Eerste zalmuitzetting in de Roer sinds 100 jaar
Bron: Sportvisserij Nederland
Voor het eerst sinds honderd jaar zullen in de Roer weer zalmpjes worden uitgezet. Op donderdag 25 maart gaan in het kader van het project ‘Living North Sea’ bij St. Odiliënberg 200 jonge zalmen te water. Daarvan zijn er 100 van transponders (zendertjes) voorzien om de migratieknelpunten die de vissen de op hun weg naar
zee tegenkomen in kaart te brengen
Een volwassen Atlantische zalm (Foto Jan Kamman)
Tot 1910 werden op diverse stromende wateren in Nederland kleine zalmpjes uitgezet om de visserij op deze soort in stand te houden. Dat lukte helaas niet: rond 1950 stierf de Atlantische zalm in zowel de Maas als de Rijn uit. Sinds 1986 wordt er gepoogd om de zalm middels uitzettingen weer terug te brengen in de Rijn en Maas - en vooral in het stroomgebied van de Rijn begint dit programma de laatste jaren zijn vruchten af te werpen.
De uitzetting op donderdag 25 maart dient een heel ander doel: het individueel volgen op hun reis naar de Noordzee van de honderd zalmpjes die operatief van een zendertje zijn voorzien. Dit gebeurt door middel van een uitgebreid netwerk van antennes die door Rijkswaterstaat op strategische plaatsen (stuwen, sluizen, splitsingen, vispassages en waterkrachtcentrales) op de bodem van waterwegen zijn geplaatst. Zo kan worden vastgesteld welke route de vissen volgen, waar de grootste knelpunten zitten en hoeveel zalmpjes uiteindelijk de Noordzee bereiken.
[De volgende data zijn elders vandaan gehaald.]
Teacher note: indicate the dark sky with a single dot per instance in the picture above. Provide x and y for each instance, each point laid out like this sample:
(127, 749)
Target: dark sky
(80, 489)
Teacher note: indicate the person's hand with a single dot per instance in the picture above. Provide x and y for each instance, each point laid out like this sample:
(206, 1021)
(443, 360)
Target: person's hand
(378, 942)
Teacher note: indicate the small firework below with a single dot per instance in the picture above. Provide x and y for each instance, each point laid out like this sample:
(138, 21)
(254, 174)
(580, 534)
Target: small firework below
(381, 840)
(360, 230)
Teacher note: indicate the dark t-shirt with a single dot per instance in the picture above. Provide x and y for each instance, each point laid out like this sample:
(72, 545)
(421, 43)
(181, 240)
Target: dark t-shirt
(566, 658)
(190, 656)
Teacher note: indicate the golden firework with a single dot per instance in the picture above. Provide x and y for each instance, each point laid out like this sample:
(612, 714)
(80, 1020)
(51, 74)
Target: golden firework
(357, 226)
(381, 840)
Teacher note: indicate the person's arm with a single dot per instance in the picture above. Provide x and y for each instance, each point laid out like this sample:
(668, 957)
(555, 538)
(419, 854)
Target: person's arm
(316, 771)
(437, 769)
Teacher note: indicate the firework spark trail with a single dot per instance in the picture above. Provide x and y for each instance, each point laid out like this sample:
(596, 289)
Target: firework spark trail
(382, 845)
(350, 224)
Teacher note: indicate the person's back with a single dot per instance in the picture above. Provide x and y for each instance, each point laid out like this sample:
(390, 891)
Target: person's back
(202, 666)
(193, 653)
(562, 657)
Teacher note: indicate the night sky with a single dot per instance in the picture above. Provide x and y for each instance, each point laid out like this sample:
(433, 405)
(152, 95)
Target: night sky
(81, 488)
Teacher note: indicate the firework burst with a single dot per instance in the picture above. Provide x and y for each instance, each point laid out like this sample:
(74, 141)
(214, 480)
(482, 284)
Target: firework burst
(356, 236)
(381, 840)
Van de honderd zalmpjes met zender zullen hopelijk tussen de tien tot twintig exemplaren de Noordzee bereiken. De in de Limburgse Roer uitgezette vissen komen namelijk nogal wat knelpunten tegen op hun weg naar zee: de waterkrachtcentrale bij Roermond (met visgeleidingssysteem), de waterkrachtcentrale bij Lith/Alphen (zonder visgeleidingssysteem, zodat vissen grote kans lopen in de turbines te worden verhakseld) en vermoedelijk de Haringvlietsluizen.
Een grilse (Jacobszalm) die 1 jaar op de oceaan heeft doorgebracht, is naar de Nederlandse Roer teruggekeerd (Foto Thijs Belgers).
Daarbij zijn roofvissen (snoek, snoekbaars en roofblei) en aalscholvers ook verantwoordelijk voor verliesposten. De zalmen die wel de zee bereiken, brengen vervolgens een tot drie jaar op de Atlantische Oceaan door alvorens weer terug te keren naar de Roer.
Dit onderzoek maakt deel uit van het EU-project ‘Living North Sea’. Hierin werken verschillende organisaties uit alle landen aan de Noordzee met elkaar samen om de migratie van vissen tussen zoet en zout water te bevorderen. Sportvisserij Nederland is in Nederland trekker en initiatiefnemer van dit project.
Bij dit deelproject wordt intensief samengewerkt met diverse organisaties in binnen- en buitenland, waaronder Rijkswaterstaat-Waterdienst, VBC Roerdal, Waterschap Roer en Overmaas, Vereniging Nederlandse Vliegvissers, Sportvisserij Zuidwest Nederland en Sportvisserij Limburg.